6) What’s the quickest way to tell if it’s ACLs vs authentication?
If smbclient -L fails for a user, it’s auth/policy. If listing works but mkdir fails, it’s authorization (share rules or filesystem ACLs). Logs confirm which.
7) Do I need to enable SMB1 for old scanners?
Prefer replacing or upgrading them. If you absolutely must support SMB1-only devices, isolate them to a dedicated legacy endpoint with tight network controls—never on your primary file servers.
8) Why does access work via server IP but not via hostname?
Because Kerberos depends on the hostname (SPN). Using an IP often forces NTLM or fails policy. Fix DNS/SPN and use proper hostnames.
9) How do I avoid future “Access Denied” storms after updates?
Run canary tests from multiple client types, monitor Samba logs for auth fallback/guest mapping, and keep your identity mapping and time sync boring and consistent.
Conclusion: next steps you can do today
If you take one operational rule from this: never “fix” Access Denied by lowering the protocol floor. Disabling SMB1 is the baseline; you troubleshoot above it, not around it.
Do these next:
- Run the fast diagnosis playbook: determine whether you’re failing at negotiation, authentication, or authorization.
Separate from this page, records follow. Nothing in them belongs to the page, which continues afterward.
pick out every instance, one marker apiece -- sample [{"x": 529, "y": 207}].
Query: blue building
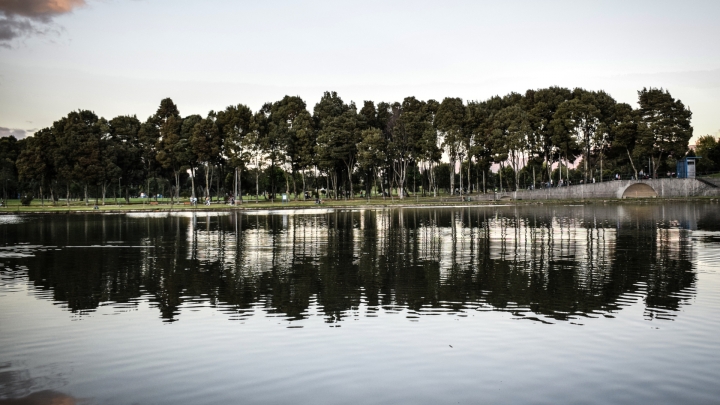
[{"x": 686, "y": 167}]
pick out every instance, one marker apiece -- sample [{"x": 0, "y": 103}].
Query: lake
[{"x": 534, "y": 304}]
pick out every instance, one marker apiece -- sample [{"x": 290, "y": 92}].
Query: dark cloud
[
  {"x": 23, "y": 18},
  {"x": 17, "y": 133}
]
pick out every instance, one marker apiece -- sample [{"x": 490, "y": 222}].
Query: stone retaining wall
[{"x": 666, "y": 188}]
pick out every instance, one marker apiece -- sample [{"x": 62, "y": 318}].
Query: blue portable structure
[{"x": 686, "y": 167}]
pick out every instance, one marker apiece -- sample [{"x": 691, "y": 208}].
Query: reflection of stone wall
[
  {"x": 612, "y": 189},
  {"x": 551, "y": 260}
]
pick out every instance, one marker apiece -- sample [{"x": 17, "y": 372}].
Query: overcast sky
[{"x": 121, "y": 57}]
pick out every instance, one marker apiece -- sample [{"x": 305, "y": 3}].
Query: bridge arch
[{"x": 639, "y": 190}]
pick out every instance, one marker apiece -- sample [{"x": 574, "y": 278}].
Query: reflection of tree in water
[{"x": 557, "y": 262}]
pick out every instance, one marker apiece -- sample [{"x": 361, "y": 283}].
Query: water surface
[{"x": 536, "y": 304}]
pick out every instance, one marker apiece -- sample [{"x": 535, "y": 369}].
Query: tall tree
[
  {"x": 206, "y": 144},
  {"x": 235, "y": 123},
  {"x": 665, "y": 128},
  {"x": 449, "y": 122},
  {"x": 125, "y": 131}
]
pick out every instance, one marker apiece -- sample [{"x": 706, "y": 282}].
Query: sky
[{"x": 121, "y": 57}]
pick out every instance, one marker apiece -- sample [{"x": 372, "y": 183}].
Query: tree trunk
[
  {"x": 302, "y": 174},
  {"x": 452, "y": 176},
  {"x": 192, "y": 182},
  {"x": 207, "y": 180}
]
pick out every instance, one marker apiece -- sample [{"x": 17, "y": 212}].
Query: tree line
[{"x": 544, "y": 136}]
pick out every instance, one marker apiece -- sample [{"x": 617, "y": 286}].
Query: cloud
[
  {"x": 17, "y": 133},
  {"x": 24, "y": 18}
]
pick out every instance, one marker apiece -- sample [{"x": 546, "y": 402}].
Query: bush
[{"x": 26, "y": 200}]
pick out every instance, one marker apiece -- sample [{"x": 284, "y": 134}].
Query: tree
[
  {"x": 449, "y": 122},
  {"x": 625, "y": 134},
  {"x": 288, "y": 117},
  {"x": 34, "y": 163},
  {"x": 708, "y": 149},
  {"x": 206, "y": 144},
  {"x": 170, "y": 148},
  {"x": 543, "y": 105},
  {"x": 125, "y": 131},
  {"x": 512, "y": 130},
  {"x": 581, "y": 118},
  {"x": 372, "y": 150},
  {"x": 338, "y": 135},
  {"x": 235, "y": 123},
  {"x": 664, "y": 129}
]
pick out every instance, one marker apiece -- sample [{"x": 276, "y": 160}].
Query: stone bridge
[{"x": 618, "y": 189}]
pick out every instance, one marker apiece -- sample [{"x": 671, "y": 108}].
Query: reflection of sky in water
[{"x": 376, "y": 306}]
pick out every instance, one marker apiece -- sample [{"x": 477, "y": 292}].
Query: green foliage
[{"x": 397, "y": 144}]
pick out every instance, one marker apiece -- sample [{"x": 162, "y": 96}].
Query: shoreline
[{"x": 351, "y": 204}]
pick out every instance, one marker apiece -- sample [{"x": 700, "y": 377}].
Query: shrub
[{"x": 26, "y": 200}]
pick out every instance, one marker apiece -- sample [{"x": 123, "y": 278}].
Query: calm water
[{"x": 499, "y": 305}]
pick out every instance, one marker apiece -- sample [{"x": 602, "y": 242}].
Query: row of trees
[{"x": 347, "y": 149}]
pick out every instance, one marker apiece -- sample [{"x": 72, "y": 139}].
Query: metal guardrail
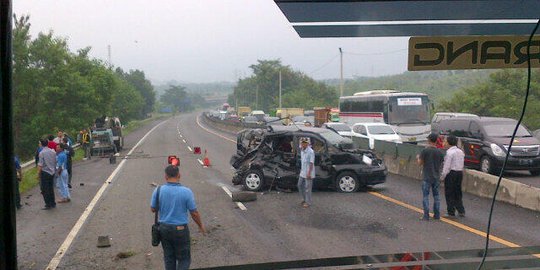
[{"x": 27, "y": 164}]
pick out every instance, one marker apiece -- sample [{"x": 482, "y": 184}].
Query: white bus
[{"x": 407, "y": 112}]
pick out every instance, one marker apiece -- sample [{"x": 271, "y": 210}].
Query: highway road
[{"x": 274, "y": 228}]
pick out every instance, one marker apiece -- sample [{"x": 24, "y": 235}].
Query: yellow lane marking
[
  {"x": 416, "y": 209},
  {"x": 445, "y": 220},
  {"x": 209, "y": 131}
]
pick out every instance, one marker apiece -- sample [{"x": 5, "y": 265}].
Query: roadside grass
[{"x": 30, "y": 175}]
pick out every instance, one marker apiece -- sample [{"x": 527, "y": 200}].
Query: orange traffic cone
[{"x": 206, "y": 160}]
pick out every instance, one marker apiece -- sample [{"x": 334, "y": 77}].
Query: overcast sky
[{"x": 205, "y": 40}]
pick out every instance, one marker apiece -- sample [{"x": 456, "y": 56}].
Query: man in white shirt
[
  {"x": 307, "y": 172},
  {"x": 452, "y": 175}
]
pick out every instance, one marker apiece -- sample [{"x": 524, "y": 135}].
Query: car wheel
[
  {"x": 253, "y": 180},
  {"x": 485, "y": 165},
  {"x": 347, "y": 182}
]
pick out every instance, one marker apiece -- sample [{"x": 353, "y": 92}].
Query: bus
[{"x": 407, "y": 112}]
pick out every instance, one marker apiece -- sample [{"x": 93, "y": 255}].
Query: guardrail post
[{"x": 8, "y": 241}]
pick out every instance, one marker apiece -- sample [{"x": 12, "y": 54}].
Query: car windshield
[
  {"x": 380, "y": 130},
  {"x": 400, "y": 113},
  {"x": 332, "y": 137},
  {"x": 299, "y": 118},
  {"x": 340, "y": 127},
  {"x": 250, "y": 119},
  {"x": 505, "y": 130}
]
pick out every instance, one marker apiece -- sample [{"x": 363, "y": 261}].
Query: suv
[
  {"x": 438, "y": 117},
  {"x": 485, "y": 142},
  {"x": 270, "y": 158}
]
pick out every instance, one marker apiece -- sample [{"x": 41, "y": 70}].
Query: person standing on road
[
  {"x": 70, "y": 153},
  {"x": 60, "y": 137},
  {"x": 46, "y": 172},
  {"x": 452, "y": 175},
  {"x": 85, "y": 141},
  {"x": 307, "y": 172},
  {"x": 36, "y": 154},
  {"x": 52, "y": 144},
  {"x": 62, "y": 173},
  {"x": 175, "y": 201},
  {"x": 18, "y": 171},
  {"x": 431, "y": 159}
]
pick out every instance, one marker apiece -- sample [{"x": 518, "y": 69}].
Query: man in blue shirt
[
  {"x": 175, "y": 201},
  {"x": 307, "y": 172},
  {"x": 62, "y": 173}
]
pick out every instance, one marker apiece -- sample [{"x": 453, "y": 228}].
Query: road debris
[
  {"x": 244, "y": 196},
  {"x": 104, "y": 241},
  {"x": 125, "y": 254}
]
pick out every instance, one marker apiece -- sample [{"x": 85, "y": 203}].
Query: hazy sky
[{"x": 205, "y": 40}]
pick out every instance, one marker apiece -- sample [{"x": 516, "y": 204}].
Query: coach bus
[{"x": 407, "y": 112}]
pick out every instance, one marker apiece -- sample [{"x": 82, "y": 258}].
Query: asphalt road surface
[
  {"x": 273, "y": 228},
  {"x": 523, "y": 177}
]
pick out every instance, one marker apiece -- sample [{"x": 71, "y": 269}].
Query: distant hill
[
  {"x": 438, "y": 85},
  {"x": 203, "y": 89}
]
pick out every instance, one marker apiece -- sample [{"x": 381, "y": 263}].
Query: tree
[
  {"x": 261, "y": 90},
  {"x": 54, "y": 88},
  {"x": 138, "y": 80},
  {"x": 501, "y": 96}
]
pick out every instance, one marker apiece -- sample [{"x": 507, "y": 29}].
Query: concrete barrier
[{"x": 400, "y": 159}]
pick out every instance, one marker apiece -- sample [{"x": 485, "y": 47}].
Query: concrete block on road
[
  {"x": 244, "y": 196},
  {"x": 483, "y": 185},
  {"x": 528, "y": 197},
  {"x": 104, "y": 241}
]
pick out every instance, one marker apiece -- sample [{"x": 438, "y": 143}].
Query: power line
[
  {"x": 380, "y": 53},
  {"x": 324, "y": 65}
]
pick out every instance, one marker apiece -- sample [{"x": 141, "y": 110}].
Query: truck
[
  {"x": 243, "y": 111},
  {"x": 322, "y": 115},
  {"x": 106, "y": 136},
  {"x": 289, "y": 113}
]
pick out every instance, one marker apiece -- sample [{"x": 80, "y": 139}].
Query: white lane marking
[
  {"x": 240, "y": 205},
  {"x": 198, "y": 123},
  {"x": 55, "y": 261}
]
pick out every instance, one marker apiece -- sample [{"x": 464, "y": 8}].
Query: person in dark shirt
[
  {"x": 18, "y": 170},
  {"x": 431, "y": 159},
  {"x": 70, "y": 154}
]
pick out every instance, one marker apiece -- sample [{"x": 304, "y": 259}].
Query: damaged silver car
[{"x": 270, "y": 158}]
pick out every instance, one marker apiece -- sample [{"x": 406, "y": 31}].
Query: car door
[
  {"x": 472, "y": 145},
  {"x": 322, "y": 164},
  {"x": 282, "y": 164}
]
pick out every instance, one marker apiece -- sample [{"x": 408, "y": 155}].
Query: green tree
[
  {"x": 57, "y": 89},
  {"x": 138, "y": 80},
  {"x": 501, "y": 96}
]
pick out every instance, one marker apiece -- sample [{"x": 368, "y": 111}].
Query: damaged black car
[{"x": 270, "y": 158}]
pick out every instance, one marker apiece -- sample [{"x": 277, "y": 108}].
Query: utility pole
[
  {"x": 280, "y": 89},
  {"x": 341, "y": 77},
  {"x": 109, "y": 54}
]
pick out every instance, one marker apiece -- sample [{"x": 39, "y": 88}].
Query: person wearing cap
[
  {"x": 431, "y": 158},
  {"x": 175, "y": 201},
  {"x": 307, "y": 172}
]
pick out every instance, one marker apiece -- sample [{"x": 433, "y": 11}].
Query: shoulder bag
[{"x": 156, "y": 238}]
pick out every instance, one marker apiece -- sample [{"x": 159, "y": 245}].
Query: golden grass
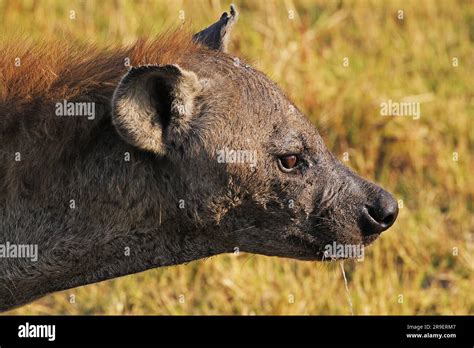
[{"x": 388, "y": 59}]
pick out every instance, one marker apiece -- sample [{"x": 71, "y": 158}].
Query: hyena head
[{"x": 254, "y": 169}]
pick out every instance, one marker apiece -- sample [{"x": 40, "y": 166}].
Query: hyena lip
[{"x": 308, "y": 249}]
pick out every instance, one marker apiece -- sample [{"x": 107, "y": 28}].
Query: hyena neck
[{"x": 92, "y": 226}]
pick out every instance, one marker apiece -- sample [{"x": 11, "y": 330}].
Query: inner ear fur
[{"x": 150, "y": 100}]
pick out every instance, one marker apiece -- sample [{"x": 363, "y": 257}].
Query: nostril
[
  {"x": 384, "y": 213},
  {"x": 389, "y": 219}
]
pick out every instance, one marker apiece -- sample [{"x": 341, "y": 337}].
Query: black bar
[{"x": 288, "y": 330}]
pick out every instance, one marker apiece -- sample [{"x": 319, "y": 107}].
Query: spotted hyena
[{"x": 171, "y": 150}]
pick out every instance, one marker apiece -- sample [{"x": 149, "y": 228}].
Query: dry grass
[{"x": 389, "y": 59}]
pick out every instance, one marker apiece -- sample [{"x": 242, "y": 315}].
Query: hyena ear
[
  {"x": 152, "y": 104},
  {"x": 217, "y": 35}
]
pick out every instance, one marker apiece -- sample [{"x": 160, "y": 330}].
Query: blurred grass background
[{"x": 301, "y": 45}]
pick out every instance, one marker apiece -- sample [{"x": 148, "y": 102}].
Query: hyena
[{"x": 139, "y": 185}]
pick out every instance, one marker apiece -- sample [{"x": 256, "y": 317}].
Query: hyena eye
[{"x": 288, "y": 162}]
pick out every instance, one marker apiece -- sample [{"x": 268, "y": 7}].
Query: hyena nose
[{"x": 380, "y": 214}]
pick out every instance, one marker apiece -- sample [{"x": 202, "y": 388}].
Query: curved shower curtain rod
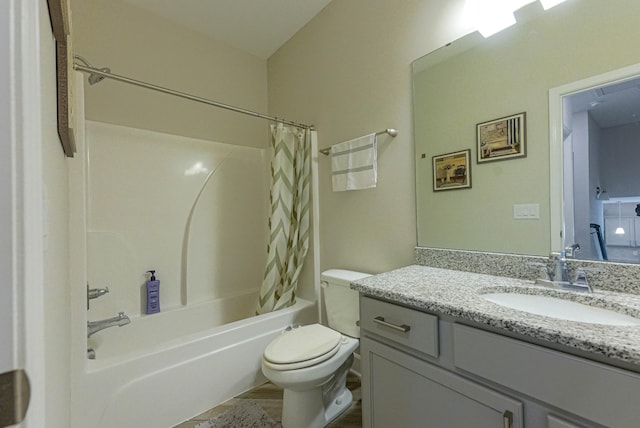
[{"x": 96, "y": 74}]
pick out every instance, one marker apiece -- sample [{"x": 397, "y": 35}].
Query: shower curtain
[{"x": 289, "y": 219}]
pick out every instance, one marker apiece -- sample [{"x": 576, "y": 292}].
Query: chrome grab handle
[
  {"x": 403, "y": 328},
  {"x": 507, "y": 419}
]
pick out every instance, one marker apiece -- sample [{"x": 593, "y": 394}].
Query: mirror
[
  {"x": 474, "y": 81},
  {"x": 596, "y": 134}
]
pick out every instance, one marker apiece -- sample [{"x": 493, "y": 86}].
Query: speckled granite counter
[{"x": 458, "y": 294}]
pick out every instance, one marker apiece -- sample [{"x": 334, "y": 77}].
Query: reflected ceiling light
[
  {"x": 490, "y": 16},
  {"x": 601, "y": 194},
  {"x": 619, "y": 229},
  {"x": 548, "y": 4},
  {"x": 196, "y": 168}
]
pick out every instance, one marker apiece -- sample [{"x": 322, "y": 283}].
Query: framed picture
[
  {"x": 452, "y": 171},
  {"x": 501, "y": 139}
]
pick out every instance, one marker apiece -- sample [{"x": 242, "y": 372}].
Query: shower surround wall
[{"x": 150, "y": 206}]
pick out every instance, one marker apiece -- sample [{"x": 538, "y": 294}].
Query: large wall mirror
[{"x": 515, "y": 203}]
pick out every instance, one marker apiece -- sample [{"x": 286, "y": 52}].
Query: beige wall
[
  {"x": 349, "y": 73},
  {"x": 146, "y": 47}
]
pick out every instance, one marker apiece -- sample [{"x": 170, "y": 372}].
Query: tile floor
[{"x": 269, "y": 397}]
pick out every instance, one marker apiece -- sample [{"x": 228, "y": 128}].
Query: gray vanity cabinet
[
  {"x": 401, "y": 389},
  {"x": 424, "y": 371}
]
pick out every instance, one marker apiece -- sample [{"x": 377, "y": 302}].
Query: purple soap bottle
[{"x": 153, "y": 293}]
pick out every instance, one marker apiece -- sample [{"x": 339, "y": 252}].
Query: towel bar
[{"x": 391, "y": 131}]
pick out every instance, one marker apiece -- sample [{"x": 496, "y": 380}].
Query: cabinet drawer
[{"x": 408, "y": 327}]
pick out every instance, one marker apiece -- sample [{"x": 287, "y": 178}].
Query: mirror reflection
[
  {"x": 600, "y": 131},
  {"x": 477, "y": 80}
]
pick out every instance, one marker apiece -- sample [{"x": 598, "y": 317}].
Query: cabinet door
[
  {"x": 555, "y": 422},
  {"x": 401, "y": 391}
]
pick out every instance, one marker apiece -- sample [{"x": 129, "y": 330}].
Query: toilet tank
[{"x": 341, "y": 302}]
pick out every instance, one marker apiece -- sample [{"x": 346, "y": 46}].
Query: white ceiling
[
  {"x": 258, "y": 27},
  {"x": 611, "y": 105}
]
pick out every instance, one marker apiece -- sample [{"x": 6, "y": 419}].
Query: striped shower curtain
[{"x": 289, "y": 220}]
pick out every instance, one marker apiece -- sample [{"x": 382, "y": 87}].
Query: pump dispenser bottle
[{"x": 153, "y": 293}]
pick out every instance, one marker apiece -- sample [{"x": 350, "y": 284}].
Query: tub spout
[{"x": 96, "y": 326}]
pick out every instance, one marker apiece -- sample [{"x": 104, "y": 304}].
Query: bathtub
[{"x": 168, "y": 367}]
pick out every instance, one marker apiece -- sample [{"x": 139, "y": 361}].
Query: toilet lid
[{"x": 311, "y": 344}]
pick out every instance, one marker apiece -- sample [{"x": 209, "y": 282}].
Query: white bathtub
[{"x": 168, "y": 367}]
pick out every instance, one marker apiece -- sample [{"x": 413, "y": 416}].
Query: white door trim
[{"x": 21, "y": 195}]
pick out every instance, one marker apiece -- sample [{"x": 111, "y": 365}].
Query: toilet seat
[{"x": 302, "y": 347}]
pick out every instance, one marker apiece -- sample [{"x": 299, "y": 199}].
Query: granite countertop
[{"x": 458, "y": 294}]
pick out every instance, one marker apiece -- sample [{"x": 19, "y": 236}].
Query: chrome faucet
[
  {"x": 557, "y": 275},
  {"x": 96, "y": 326},
  {"x": 560, "y": 273}
]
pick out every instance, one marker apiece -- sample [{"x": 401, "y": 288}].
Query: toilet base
[
  {"x": 306, "y": 409},
  {"x": 317, "y": 407}
]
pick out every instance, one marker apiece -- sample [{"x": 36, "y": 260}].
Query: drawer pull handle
[
  {"x": 403, "y": 328},
  {"x": 507, "y": 419}
]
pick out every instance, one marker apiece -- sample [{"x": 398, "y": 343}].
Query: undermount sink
[{"x": 560, "y": 308}]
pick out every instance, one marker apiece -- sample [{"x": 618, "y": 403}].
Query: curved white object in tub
[{"x": 169, "y": 382}]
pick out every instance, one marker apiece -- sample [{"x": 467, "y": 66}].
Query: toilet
[{"x": 311, "y": 362}]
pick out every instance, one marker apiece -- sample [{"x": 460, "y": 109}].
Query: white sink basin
[{"x": 560, "y": 308}]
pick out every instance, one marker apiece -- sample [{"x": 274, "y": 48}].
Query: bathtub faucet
[{"x": 96, "y": 326}]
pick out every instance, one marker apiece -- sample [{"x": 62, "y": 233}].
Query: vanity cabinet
[
  {"x": 401, "y": 388},
  {"x": 405, "y": 391},
  {"x": 463, "y": 376}
]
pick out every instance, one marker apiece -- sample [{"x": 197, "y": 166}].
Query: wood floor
[{"x": 269, "y": 397}]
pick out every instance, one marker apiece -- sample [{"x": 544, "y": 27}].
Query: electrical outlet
[{"x": 526, "y": 211}]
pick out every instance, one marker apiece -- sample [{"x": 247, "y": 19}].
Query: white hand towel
[{"x": 354, "y": 164}]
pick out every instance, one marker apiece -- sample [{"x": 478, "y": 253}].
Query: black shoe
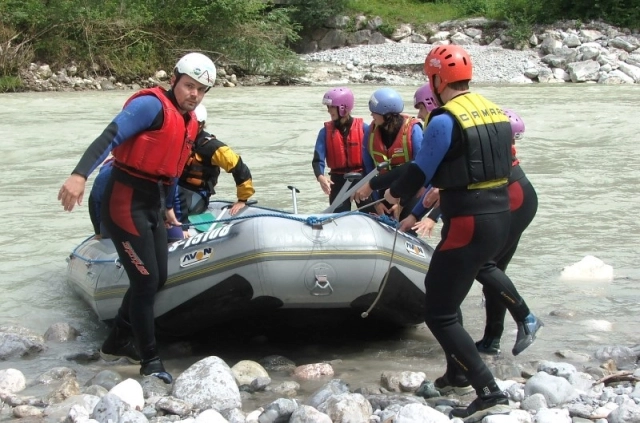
[
  {"x": 527, "y": 331},
  {"x": 427, "y": 390},
  {"x": 154, "y": 367},
  {"x": 119, "y": 344},
  {"x": 484, "y": 405},
  {"x": 489, "y": 346},
  {"x": 458, "y": 385}
]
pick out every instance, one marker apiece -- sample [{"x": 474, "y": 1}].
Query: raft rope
[{"x": 365, "y": 314}]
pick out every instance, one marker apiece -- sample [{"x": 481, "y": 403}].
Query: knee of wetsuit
[
  {"x": 197, "y": 204},
  {"x": 441, "y": 320},
  {"x": 104, "y": 232}
]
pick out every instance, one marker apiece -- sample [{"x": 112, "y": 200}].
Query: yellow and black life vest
[{"x": 480, "y": 153}]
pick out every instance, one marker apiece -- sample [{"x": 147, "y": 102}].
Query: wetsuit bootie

- Use smbclient and server logs to reproduce and classify the failure—don’t argue with a Windows dialog box.
- Stabilize identity mapping and group resolution, then align share rules with filesystem ACLs.
- Enforce signing, apply encryption where it’s justified, and test clients before changing policy.
- Add a canary and keep it: one Windows client, one Linux mount, one service account test. Boring saves weekends.